House Majority Leader Rep. Steny Hoyer previously announced  in an op-ed in The Washington Post his plans to co-sponsor a bill with the District’s single non-voting member of Congress, Del. Eleanor Holmes Norton, to make the nation’s capital the 51st state.  “Congress now has an opportunity to live up to the Constitution’s goals,” Norton said.

The bill also has the backing of House Speaker Nancy Pelosi, Sen. Cory Booker, D-N.J. and Democratic presidential candidate Sen. Elizabeth Warren, D-Mass., who noted her support of the statehood push in a tweet.

“Washington D.C. residents deserve an equal voice in our government – they deserve statehood now,” she wrote.

So how would the bill work?

Washington, Douglass Commonwealth would be represented by two senators and one representative, according to the bill. All of D.C.’s current land would be included in the territory, except for federal buildings like the White House, the U.S. Capitol, the Supreme Court and others. Also taxes would not be imposed on federal property except under the permission of Congress.

U.S. Census Bureau data show that of Washington’s 702,000 residents, about 46 percent are African American. It peaked at 71 percent in 1970, dropped below 50 percent after 2010 and has been declining ever since.

But most of the city’s residents support statehood. A total of 80 percent voted for it during a 2016 referendum.

Rep. Alexandra Ocasio-Cortez noted in a statement in a House hearing that keeping statehood from D.C. residents is akin to continued disenfranchisement. “It is a profound injustice and a thick irony of our history that the people who fled here to the District of Columbia to [freedom from slavery] because of the enlightenment of this community are now disenfranchised,” she said.

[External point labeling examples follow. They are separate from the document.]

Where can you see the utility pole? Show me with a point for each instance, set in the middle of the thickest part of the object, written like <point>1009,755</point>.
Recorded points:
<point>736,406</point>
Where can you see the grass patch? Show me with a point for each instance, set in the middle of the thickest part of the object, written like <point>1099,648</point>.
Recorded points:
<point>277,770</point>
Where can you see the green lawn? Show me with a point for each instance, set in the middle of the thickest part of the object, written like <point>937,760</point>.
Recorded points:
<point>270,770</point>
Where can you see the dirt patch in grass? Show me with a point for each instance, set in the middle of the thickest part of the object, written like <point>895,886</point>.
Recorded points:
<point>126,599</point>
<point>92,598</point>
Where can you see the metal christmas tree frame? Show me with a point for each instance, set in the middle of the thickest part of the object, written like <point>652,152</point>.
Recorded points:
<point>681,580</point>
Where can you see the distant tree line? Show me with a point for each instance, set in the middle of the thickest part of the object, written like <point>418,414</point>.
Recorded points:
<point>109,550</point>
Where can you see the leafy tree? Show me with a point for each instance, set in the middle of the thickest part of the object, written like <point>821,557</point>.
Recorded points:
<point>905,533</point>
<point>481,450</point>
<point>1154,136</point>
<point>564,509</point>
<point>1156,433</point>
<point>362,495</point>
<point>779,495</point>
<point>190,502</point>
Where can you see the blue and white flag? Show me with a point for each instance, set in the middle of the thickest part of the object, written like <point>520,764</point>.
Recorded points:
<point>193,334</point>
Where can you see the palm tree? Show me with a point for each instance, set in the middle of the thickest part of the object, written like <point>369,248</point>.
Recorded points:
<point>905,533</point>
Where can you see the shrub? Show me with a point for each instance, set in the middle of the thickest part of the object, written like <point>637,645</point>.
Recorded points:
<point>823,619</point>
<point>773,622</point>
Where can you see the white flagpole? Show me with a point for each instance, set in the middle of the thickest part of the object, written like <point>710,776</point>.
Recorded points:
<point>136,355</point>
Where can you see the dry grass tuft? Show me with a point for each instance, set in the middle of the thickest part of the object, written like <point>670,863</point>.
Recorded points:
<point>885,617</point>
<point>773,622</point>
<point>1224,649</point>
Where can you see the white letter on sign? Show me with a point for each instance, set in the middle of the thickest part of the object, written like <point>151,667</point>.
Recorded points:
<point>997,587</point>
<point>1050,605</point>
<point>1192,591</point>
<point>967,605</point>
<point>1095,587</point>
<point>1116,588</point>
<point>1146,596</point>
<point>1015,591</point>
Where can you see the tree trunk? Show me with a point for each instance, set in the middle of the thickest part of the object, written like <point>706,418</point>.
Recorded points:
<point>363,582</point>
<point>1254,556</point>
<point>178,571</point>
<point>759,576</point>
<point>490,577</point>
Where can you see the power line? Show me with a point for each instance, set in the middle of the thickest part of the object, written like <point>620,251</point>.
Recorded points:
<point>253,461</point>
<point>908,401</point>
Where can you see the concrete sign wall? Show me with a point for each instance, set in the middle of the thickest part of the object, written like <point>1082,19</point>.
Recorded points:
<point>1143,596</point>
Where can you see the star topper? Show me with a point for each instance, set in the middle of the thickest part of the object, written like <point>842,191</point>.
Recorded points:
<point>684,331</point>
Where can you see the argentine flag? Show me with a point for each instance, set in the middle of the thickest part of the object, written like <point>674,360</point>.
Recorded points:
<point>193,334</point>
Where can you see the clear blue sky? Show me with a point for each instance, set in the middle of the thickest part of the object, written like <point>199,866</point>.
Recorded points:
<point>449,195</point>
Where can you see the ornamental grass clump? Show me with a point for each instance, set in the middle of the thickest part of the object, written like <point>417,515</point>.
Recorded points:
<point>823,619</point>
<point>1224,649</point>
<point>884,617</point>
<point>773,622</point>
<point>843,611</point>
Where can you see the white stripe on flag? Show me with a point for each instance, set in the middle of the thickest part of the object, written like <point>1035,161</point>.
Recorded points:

READ MORE: On Emancipation Day, DC citizens are still fighting for freedom

Statehood for the district has been opposed by Republicans in the past, mainly because nearly 80 percent of registered voters in the district are Democratic.

When Senate Majority Leader Mitch McConnell appeared on Fox News in June, he noted the advantage Democrats would have in the Senate, as a D.C. statehood would allow them to expand the Supreme Court.

“They plan to make the District of Columbia a state — that would give them two new Democratic senators — Puerto Rico a state, that would give them two more new Democratic senators, and as a former Supreme Court clerk yourself, you’ve surely noticed that they plan to expand the Supreme Court,” he said to host Laura Ingraham.

President Trump is no fan of the upgrade for the District, either telling the Post in March 2016 that “I don’t see statehood for D.C.”